Infractions are public record. Washington state court's website used to allow search by infraction type and name. For example, you type in your friend's name on their query form, it would return every type of infraction he received, criminal, traffic and infractions within the State of Washington. These records are still "public" but there are usage restrictions. Out of privacy concerns, they're no longer available in this format. 

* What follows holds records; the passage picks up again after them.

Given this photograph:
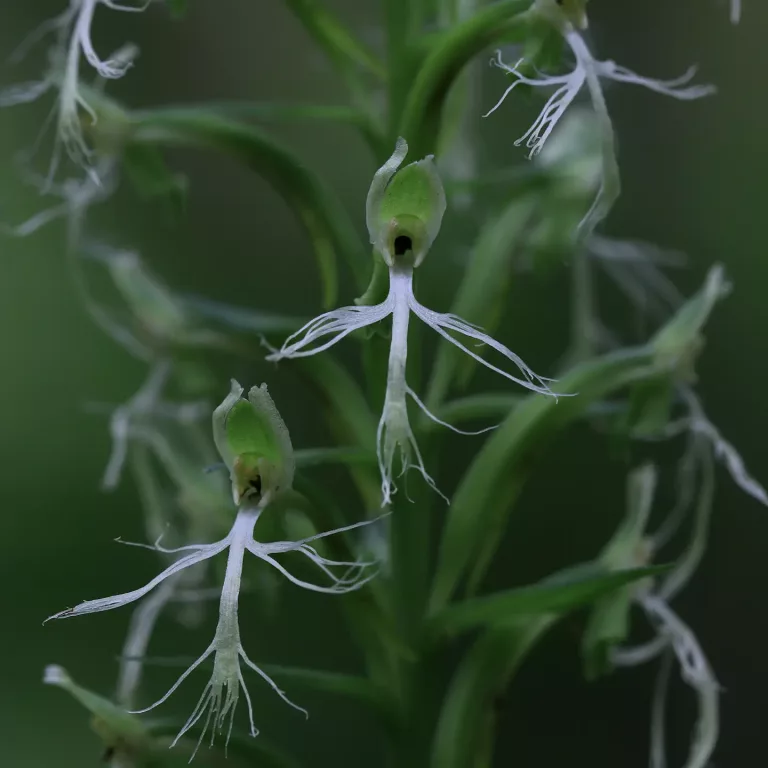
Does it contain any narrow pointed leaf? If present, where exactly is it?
[432,566,668,634]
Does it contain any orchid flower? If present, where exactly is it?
[267,138,554,506]
[0,0,151,184]
[50,381,376,756]
[485,30,715,157]
[485,6,715,236]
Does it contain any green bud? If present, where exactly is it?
[651,264,731,378]
[366,138,446,267]
[213,380,294,504]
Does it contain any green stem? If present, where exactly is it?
[398,0,533,157]
[131,108,368,296]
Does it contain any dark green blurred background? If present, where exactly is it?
[0,0,768,768]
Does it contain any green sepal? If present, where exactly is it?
[213,380,294,504]
[651,264,731,372]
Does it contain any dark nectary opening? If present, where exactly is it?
[395,235,413,256]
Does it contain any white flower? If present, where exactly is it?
[0,0,150,183]
[267,139,553,506]
[50,494,376,757]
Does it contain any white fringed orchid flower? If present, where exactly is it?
[51,382,375,746]
[485,24,715,157]
[0,0,151,184]
[268,138,553,506]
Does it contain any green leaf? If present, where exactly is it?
[430,565,668,636]
[295,446,376,469]
[177,101,388,157]
[294,354,381,509]
[149,720,301,768]
[426,195,540,410]
[398,0,534,156]
[122,144,188,213]
[213,379,294,504]
[178,294,306,336]
[131,108,368,307]
[430,616,556,768]
[432,348,656,610]
[652,264,731,368]
[286,0,386,82]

One could still go to the court house and still get the relevant records, but it doesn't stop the court from requiring the requester to provide information and make "who requested records?" to become public as well. 




SewerRatz said:


> Here is the rub. There is Angie's list and many other sites where a home owner can rate a contractor. But if we try to make a site where we rate the homeowner we can get in trouble? How does Angie's List get away with what they do?


It is generally frowned upon and I certainly think its against professional ethic. Patients are able to post reviews on doctors too, but their reply must not violate HIPAA. 

If you think you can call out customers publicly for payment issues, why shouldn't creditors be able to publish your late payments, delinquency etc? HIPAA protects your health information, but why shouldn't providers be able to publish patients with delinquent accounts? 

To health care providers your statement "but insurance was supposed to pay for it" for services they provide on your body is on par with "but my wife was supposed to pay for the other half" on service you privde on their house.

Should they index and make public everything about your delinquent account so people can search you and find out "John Doe DOB of address has $15,355 in unpaid debt to xyz medical clinic" ? Even if it didn't break the law, it's certainly in bad taste. 

Many contractors use "PO BOX" to not publish their home address. 
But does the business owner vote? Who owns business is public record.
Does that person vote? If so, address is obtainable from voter's registration, a public record. 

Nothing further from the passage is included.